Hoya Saxa, Patrick!
by Jed Tai
After a long and prosperous career in the NBA, he’s calling it quits.
Patrick Ewing is moving from the court to the sidelines.
Everyone will have their own way of looking back on Ewing’s basketball legacy. But while the New York media will malign him for failing to “deliver” and the NBA fan will probably remember him as one who couldn’t win the “big one”, college basketball aficionados will remember Ewing for who he really was.
A legend and a champion.
Put aside the 17-year, stellar, hall-of-fame NBA career aside for a moment. Patrick Ewing was one of the best college basketball players of all-time. A quick look at his individual accomplishments at Georgetown from 1981-82 to 1984-85 exhibits a resume of supreme excellence:
However impressive the above list is, mere numbers and accomplishments don’t tell the whole story of Patrick Ewing’s impact on the college game. Ever since he first set foot on the court as a freshman at Georgetown, you could sense greatness right away. He was as dominant a big man defensively as anyone had ever seen. His mere presence in the paint stirred fear into the eyes of opponents. You didn’t dare drive the paint on “St. Patrick”, lest you get your shot swatted away into the high heavens. A tireless worker and warrior, it was he who was the cornerstone of arguably one of the most fearsome teams in college basketball history. And while John Thompson was no doubt the head of the Hoyas, Georgetown – and in many ways the Big East – owed its mystique to Patrick Ewing in the 1980’s.
And what about that championship one might ask? Ewing has one. He could easily show you the NCAA championship ring he earned in 1984, a tournament in which he bested another all-time great center in the title game, bringing home MVP honors. And if it weren’t for an errant Fred Brown pass one year and an unreal shooting performance in another, Ewing would have been a three-time NCAA tournament winner. He was that close. Add in three Big East championships and 121 victories and you’re talking about one of the greatest winners of all-time on the collegiate level.

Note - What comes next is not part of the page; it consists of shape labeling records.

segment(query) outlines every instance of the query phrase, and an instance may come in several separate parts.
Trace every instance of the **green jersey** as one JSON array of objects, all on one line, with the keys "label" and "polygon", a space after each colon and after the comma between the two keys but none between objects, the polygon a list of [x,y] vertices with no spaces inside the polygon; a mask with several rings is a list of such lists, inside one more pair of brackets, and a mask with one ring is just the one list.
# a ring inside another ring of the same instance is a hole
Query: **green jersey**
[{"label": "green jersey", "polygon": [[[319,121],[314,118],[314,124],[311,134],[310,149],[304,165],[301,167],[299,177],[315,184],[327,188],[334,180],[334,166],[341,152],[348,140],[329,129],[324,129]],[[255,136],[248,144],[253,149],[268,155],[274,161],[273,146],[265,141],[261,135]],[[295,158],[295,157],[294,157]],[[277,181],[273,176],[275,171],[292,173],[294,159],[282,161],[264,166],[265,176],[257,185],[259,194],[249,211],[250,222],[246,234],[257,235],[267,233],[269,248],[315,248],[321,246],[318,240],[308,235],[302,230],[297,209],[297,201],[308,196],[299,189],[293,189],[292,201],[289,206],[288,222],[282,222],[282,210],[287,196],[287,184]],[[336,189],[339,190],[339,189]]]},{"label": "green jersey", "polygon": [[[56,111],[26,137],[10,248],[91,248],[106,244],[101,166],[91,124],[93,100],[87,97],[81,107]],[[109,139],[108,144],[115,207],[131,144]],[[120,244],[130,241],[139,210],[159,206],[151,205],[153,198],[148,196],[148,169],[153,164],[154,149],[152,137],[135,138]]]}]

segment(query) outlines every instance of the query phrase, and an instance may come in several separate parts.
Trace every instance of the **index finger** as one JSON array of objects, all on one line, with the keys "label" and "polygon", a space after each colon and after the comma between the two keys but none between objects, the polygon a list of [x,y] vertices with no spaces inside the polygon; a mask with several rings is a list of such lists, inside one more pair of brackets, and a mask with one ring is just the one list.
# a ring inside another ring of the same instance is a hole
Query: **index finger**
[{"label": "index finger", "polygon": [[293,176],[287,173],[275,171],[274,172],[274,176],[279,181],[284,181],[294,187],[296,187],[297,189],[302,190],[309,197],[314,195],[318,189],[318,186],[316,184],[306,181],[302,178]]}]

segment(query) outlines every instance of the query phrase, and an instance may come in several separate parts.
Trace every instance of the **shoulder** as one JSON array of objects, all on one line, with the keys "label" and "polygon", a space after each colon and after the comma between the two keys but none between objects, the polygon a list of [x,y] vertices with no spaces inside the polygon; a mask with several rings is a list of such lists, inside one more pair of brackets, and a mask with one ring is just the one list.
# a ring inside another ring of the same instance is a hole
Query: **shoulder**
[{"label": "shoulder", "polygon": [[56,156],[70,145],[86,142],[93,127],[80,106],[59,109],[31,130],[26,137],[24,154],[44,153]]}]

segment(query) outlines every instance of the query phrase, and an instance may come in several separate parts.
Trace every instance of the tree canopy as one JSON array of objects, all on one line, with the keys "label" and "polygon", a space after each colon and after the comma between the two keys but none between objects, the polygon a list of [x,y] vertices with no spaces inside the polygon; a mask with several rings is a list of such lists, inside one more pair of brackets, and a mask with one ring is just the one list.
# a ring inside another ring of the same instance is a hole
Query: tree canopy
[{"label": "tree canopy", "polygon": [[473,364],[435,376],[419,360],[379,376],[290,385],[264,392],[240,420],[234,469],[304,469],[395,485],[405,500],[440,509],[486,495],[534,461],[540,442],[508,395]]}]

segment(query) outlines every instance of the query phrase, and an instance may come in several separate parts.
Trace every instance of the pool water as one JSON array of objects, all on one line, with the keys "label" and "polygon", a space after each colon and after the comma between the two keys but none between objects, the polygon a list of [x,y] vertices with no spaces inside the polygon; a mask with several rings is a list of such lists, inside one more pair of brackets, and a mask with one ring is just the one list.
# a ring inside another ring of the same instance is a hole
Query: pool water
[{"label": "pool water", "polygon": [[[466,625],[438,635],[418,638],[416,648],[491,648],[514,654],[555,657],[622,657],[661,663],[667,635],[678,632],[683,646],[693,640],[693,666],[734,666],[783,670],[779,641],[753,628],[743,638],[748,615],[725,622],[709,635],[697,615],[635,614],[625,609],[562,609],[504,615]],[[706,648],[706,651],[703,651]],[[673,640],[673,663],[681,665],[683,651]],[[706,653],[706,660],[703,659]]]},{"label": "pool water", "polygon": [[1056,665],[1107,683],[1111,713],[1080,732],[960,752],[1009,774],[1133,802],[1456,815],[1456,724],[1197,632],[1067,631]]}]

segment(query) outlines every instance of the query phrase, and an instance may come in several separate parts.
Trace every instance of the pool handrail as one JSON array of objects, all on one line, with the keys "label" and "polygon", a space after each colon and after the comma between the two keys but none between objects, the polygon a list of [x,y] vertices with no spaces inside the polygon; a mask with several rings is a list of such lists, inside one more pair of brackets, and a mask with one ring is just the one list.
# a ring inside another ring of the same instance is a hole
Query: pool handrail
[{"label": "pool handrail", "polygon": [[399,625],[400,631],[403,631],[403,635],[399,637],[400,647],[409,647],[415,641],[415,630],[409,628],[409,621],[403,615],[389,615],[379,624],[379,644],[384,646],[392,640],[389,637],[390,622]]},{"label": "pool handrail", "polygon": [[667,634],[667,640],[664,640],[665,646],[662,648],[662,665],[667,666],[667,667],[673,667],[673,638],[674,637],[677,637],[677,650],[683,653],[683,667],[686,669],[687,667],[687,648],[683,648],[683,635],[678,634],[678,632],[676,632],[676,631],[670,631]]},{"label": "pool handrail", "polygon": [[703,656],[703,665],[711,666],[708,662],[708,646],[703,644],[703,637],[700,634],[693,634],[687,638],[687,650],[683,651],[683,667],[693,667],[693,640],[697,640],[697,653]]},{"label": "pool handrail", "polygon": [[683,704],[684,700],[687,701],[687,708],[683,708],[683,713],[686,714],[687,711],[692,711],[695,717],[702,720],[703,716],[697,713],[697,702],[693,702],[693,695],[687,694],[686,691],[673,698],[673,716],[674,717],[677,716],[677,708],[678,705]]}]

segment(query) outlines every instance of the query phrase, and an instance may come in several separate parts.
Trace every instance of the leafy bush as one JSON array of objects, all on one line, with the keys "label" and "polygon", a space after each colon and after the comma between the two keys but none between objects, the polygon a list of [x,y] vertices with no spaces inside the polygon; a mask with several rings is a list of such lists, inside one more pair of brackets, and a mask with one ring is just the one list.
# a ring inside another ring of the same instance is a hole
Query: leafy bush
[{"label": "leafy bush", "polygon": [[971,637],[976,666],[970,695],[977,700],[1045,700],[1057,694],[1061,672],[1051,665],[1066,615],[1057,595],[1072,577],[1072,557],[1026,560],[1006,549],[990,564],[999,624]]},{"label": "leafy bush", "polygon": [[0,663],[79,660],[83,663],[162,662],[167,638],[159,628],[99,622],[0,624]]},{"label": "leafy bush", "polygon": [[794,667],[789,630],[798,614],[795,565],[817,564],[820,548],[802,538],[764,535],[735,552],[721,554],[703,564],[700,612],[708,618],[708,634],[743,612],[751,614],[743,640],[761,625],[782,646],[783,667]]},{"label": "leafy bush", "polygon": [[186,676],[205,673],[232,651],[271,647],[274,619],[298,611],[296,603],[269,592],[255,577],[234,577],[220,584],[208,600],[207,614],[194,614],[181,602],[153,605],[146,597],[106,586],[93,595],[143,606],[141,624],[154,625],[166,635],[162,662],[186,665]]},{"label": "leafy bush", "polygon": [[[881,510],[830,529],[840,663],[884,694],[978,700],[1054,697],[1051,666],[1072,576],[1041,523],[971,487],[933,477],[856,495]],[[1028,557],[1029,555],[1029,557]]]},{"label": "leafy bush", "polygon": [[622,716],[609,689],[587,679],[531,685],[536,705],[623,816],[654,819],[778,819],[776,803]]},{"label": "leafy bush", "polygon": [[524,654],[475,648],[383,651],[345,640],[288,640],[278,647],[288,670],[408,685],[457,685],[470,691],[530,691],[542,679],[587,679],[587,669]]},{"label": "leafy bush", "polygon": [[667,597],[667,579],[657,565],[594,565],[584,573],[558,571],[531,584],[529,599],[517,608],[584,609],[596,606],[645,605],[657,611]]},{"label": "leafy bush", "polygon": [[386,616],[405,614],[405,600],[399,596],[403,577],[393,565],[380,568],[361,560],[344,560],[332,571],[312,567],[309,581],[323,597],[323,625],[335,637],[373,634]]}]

Ewing probably could have gone pro at any point during his college career and have been the #1 overall pick in the NBA Draft. But he stayed in school all four years – something unheard of in today’s game. And he didn’t simply complete his eligibility – he left Georgetown with a degree in hand. You can’t do much better than that.
It was Ewing’s dominance that seemingly led the NBA to adopt a lottery system for their draft. He was the grand prize that everyone wanted. The future; the #1 selection. And after 24,815 points and 11,606 rebounds, 11 All-Star game appearances, two Olympic Gold Medals, and an honor among the NBA’s Top 50 greats, he certainly delivered.
Thanks Patrick, for all the memories. The game will miss you.